Sensitivity readers are usually freelancers who promote themselves as having a salable commodity—their skin color, sexual orientation, or some other physical or cultural attribute—that is of use to publishers. Such individuals are generally called in by publishers to vet a manuscript whose author may have strayed from his or her “lane” or in some other way risked being branded as “problematic.” 

“I’m never directly editing text,” sensitivity reader Helen Gould (whose specialties are race and mental health) recently told the Guardian in the UK. Guardian writer Lucy Knight explains that “When asked to perform a sensitivity read, [Gould] will read it, annotate sections where she thinks specific changes could be made ... and provide overall feedback.” Knight reassures the reader, “Authors and editors can then choose to accept her suggestions and implement changes, ignore them, or ask to discuss them further.”

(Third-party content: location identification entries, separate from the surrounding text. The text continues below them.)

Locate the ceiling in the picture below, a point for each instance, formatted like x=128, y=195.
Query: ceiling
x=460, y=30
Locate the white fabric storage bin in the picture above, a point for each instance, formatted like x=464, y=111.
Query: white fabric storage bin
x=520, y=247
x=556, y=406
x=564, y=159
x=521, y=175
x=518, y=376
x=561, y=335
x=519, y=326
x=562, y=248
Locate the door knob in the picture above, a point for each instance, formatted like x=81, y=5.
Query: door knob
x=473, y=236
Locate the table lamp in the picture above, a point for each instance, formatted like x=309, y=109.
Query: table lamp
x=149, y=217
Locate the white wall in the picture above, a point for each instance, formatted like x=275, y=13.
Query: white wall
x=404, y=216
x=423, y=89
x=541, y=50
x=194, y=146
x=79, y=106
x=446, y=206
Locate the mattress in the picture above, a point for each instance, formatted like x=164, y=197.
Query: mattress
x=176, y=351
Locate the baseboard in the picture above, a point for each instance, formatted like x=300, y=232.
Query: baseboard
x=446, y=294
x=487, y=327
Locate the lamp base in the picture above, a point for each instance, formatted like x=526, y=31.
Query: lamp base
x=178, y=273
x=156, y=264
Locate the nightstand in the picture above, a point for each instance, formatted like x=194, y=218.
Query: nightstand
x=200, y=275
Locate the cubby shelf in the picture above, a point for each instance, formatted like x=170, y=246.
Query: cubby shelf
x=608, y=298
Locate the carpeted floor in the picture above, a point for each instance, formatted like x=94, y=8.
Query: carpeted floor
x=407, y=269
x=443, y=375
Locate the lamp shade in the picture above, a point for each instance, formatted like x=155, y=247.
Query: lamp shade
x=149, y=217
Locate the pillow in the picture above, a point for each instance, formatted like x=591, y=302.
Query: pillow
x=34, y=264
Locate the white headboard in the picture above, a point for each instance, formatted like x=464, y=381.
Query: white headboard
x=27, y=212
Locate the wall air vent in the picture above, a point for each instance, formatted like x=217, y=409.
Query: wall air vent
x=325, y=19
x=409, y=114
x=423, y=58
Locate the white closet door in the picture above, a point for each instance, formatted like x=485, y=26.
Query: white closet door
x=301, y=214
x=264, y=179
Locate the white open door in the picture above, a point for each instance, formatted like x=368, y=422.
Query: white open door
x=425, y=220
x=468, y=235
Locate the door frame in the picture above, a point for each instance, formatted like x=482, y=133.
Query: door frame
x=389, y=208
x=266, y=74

The truth is that no editor today will risk exposing a publisher, their employer, to charges of “insensitivity,” and the author—always the lowest rung on this ladder—will be obliged to accept the changes or sacrifice payment for the work of a year or more. Such are the mechanics of art under capitalism.

The Guardian, a liberal, “human rights” mouthpiece of British and US imperialism, insists there is nothing to see here, that sensitivity readers are doing nothing new “given that an aspect of book editors’ job has always been to think about the way the text will be perceived.” This is a superficial and disingenuous argument.

Book editors, ideally, are highly literate people whose first concerns ought to be the artistic quality and social truthfulness of a work. Editors know that narrators are sometimes unreliable, sometimes flawed, sometimes downright despicable. They know that some characters, like all humans, have thoughts that, in the words of Mark Twain, “would shame the devil.” Good book editors know that there is much in reality—both in the mind and outside it—that is offensive. Yet the job of the sensitivity reader is to extirpate such material on behalf of the least capable readers, those who are offended by objective reality and do not wish to see it.

The imposition of upper-middle class identity politics upon culture is censorious and philistine. But it is also reactionary. The ultimate targets of identity politics and the language of “offense” and “sensitivity” are the working class and its democratic rights. Concepts like “offense” and “sensitivity” are nebulous abstractions and subject to broad, not to say nefarious, interpretation. While today it may be deemed offensive to call someone “fat,” in future we may be told that matters of class, class struggle and socialism are upsetting and offensive. Indeed, in the US and internationally, anti-war statements and meetings are being labeled as “insensitive” to Ukrainian nationalists.

That is, identity politics, in addition to providing a careerist bonanza for elements of the petty bourgeoisie, serves as a tool defending the oppression of the working class.

“Blackout” performances of plays, where non-blacks are not welcome in the theater, such as a 2021 production of a re-imagined Macbeth at Harvard, the current right-wing orgy of book banning, and the anti-Russia cancellation of the New York Philharmonic’s scheduled performance of Soviet composer Dmitri Shostakovich’s “Leningrad” symphony, all attest to a virulent anti-intellectual and anti-art movement to deny culture and to divide workers along lines of race, nationality and religion. 

But workers—all workers—are being pushed by capitalism beyond their endurance and are increasingly engaging in strikes and protests that ignore and erase these artificial lines of division. In a volatile environment of intense reaction and rising militancy, art that grapples with the realities of working class life—of all workers—will not be stifled much longer.